Maybe it’s about challenging diners’ notion of what to expect. Since opening in July, Bowien et al. have changed the menu several times, adding made-to-order dumplings and a sous-vide operation built from an old aquarium.

Or maybe the revolution is just about doing whatever the hell they want.

“There’s a beauty to it,” says Chris Kronner, executive chef at San Francisco’s Bar Tartine and a longtime friend of Bowien’s. “You go in there, and it’s a shithole, and they’re making really great food, and playing really loud music, and nobody’s telling them not to.”

Bowien remembers the moment he realized he had to bail on the fine-dining scene. He was 26 years old, and had spent the past seven years working his way up from culinary school (he dropped out) to cooking gigs at well-regarded restaurants in both New York and San Francisco, sometimes four of them at one time.

“He’s a very, very, very, very hard worker,” says Bar Tartine’s Kronner.

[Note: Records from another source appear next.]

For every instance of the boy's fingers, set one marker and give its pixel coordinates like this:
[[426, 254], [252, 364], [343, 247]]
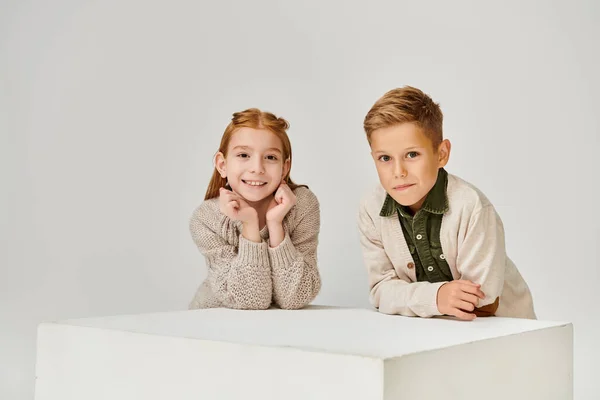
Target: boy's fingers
[[464, 305], [464, 315], [468, 282], [473, 290], [470, 298]]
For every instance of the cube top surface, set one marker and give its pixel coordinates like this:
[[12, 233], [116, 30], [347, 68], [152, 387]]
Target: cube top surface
[[358, 332]]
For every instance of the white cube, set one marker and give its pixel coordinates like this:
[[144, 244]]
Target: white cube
[[314, 353]]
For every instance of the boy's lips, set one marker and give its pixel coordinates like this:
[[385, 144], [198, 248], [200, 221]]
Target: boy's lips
[[403, 187]]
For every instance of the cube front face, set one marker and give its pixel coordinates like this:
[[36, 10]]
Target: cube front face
[[77, 362], [535, 365], [310, 354]]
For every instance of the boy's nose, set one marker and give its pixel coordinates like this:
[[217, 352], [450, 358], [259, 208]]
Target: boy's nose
[[399, 170]]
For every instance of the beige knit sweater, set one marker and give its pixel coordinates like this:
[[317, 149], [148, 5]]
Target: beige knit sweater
[[246, 275]]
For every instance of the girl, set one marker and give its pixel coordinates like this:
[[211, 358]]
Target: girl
[[257, 230]]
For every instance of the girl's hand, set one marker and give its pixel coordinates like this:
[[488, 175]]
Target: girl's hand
[[234, 207], [282, 203]]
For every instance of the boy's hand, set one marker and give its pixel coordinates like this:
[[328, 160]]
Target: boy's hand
[[234, 207], [459, 298], [282, 203]]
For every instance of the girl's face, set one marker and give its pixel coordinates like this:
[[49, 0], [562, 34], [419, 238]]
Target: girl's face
[[254, 165]]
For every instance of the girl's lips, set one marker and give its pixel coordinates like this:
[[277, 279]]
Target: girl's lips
[[403, 187]]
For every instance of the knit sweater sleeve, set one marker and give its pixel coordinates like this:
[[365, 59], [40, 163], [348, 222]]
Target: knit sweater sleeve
[[239, 274], [296, 279]]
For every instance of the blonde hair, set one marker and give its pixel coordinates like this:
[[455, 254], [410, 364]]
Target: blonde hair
[[407, 104], [257, 119]]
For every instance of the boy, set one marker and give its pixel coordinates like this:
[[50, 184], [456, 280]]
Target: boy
[[433, 244]]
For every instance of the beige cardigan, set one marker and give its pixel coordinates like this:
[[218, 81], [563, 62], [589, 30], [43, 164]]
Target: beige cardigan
[[246, 275], [472, 239]]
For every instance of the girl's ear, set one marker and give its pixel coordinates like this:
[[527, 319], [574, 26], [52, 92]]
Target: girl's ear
[[221, 164], [444, 153], [286, 168]]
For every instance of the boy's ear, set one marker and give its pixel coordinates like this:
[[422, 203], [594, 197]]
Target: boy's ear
[[220, 164], [444, 153], [286, 168]]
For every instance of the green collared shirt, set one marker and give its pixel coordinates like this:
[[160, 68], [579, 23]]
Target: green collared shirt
[[422, 231]]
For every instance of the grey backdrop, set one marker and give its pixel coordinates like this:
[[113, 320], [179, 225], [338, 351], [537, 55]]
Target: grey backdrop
[[110, 112]]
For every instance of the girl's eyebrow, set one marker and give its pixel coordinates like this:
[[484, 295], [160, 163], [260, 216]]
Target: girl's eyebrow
[[241, 148], [249, 148]]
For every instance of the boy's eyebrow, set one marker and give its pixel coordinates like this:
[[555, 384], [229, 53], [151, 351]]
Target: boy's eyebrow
[[406, 149], [249, 148]]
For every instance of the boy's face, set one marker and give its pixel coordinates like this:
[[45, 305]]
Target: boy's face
[[407, 163]]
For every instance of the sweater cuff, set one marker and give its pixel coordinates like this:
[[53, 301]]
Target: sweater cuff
[[253, 253], [284, 254], [429, 299]]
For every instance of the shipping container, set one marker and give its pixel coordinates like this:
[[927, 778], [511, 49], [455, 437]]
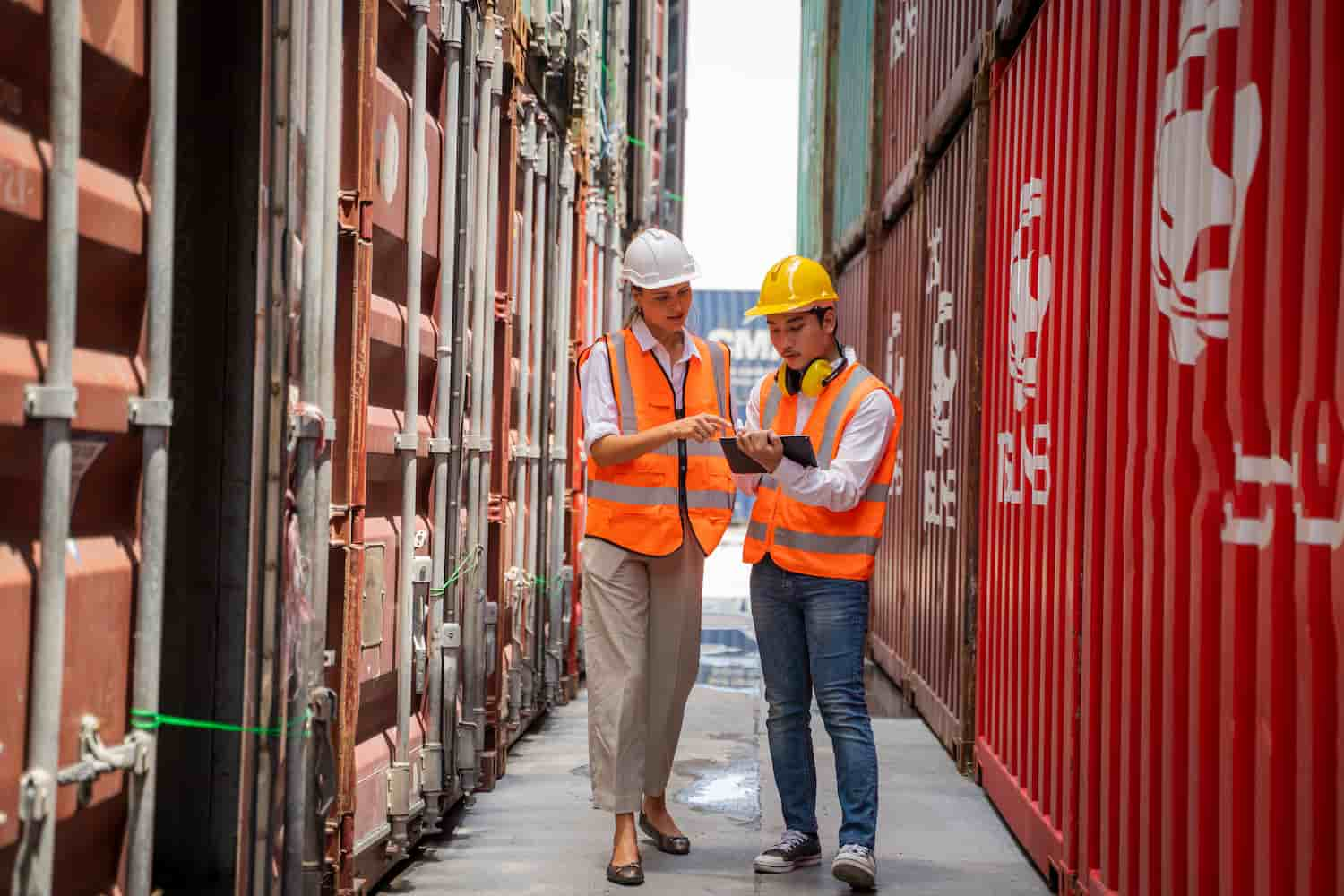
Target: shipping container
[[1210, 684], [814, 96], [1038, 314], [849, 128], [951, 40], [897, 297]]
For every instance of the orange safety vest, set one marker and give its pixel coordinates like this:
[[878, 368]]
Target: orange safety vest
[[814, 540], [639, 505]]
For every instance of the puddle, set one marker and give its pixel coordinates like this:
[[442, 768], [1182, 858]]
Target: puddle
[[884, 699], [733, 790]]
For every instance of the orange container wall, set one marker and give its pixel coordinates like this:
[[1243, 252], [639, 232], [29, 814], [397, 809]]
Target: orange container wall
[[115, 202]]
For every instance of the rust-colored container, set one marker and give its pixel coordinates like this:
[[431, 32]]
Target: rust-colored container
[[108, 370], [933, 54], [371, 312], [1038, 314], [897, 293], [952, 42], [1211, 668], [943, 440], [852, 309]]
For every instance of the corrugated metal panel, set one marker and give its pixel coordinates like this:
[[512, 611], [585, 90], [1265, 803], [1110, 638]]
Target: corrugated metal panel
[[898, 295], [1211, 681], [1038, 314], [902, 116], [951, 38], [719, 314], [812, 99], [943, 441], [381, 113], [851, 99], [108, 370], [854, 285]]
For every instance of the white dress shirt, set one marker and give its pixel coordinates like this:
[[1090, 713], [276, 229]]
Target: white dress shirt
[[599, 413], [862, 446]]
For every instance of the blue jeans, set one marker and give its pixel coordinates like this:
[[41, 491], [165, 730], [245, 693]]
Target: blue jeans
[[811, 634]]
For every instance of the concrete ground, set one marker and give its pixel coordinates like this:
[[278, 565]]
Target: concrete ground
[[538, 831]]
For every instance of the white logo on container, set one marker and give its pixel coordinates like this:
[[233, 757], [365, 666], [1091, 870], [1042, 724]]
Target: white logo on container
[[1030, 289], [1203, 169]]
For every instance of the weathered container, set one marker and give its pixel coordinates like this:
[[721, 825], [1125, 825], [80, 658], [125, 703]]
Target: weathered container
[[941, 440], [1211, 677], [851, 123], [1035, 419], [897, 295], [933, 54], [852, 311], [902, 147], [951, 46], [814, 97], [108, 370]]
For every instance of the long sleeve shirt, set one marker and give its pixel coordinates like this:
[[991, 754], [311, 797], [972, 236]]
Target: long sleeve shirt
[[862, 446], [601, 417]]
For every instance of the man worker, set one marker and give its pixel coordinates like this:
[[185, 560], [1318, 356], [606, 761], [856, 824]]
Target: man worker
[[812, 540]]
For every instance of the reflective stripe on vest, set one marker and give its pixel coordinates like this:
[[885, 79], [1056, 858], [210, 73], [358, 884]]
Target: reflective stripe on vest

Bowien had landed the chef de cuisine position at Farina, a chic, northern Italian date spot in San Francisco’s Mission District. While working there, his boss unexpectedly flew him to Genoa and basically tricked him into entering the Pesto World Championship (Bowien thought he was just tagging along to assist). Though he appeared to be the only non-Italian in the competition, and a Korean American with acid-washed jeans and a Lynyrd Skynyrd haircut to boot, Bowien upstaged everybody and won first place.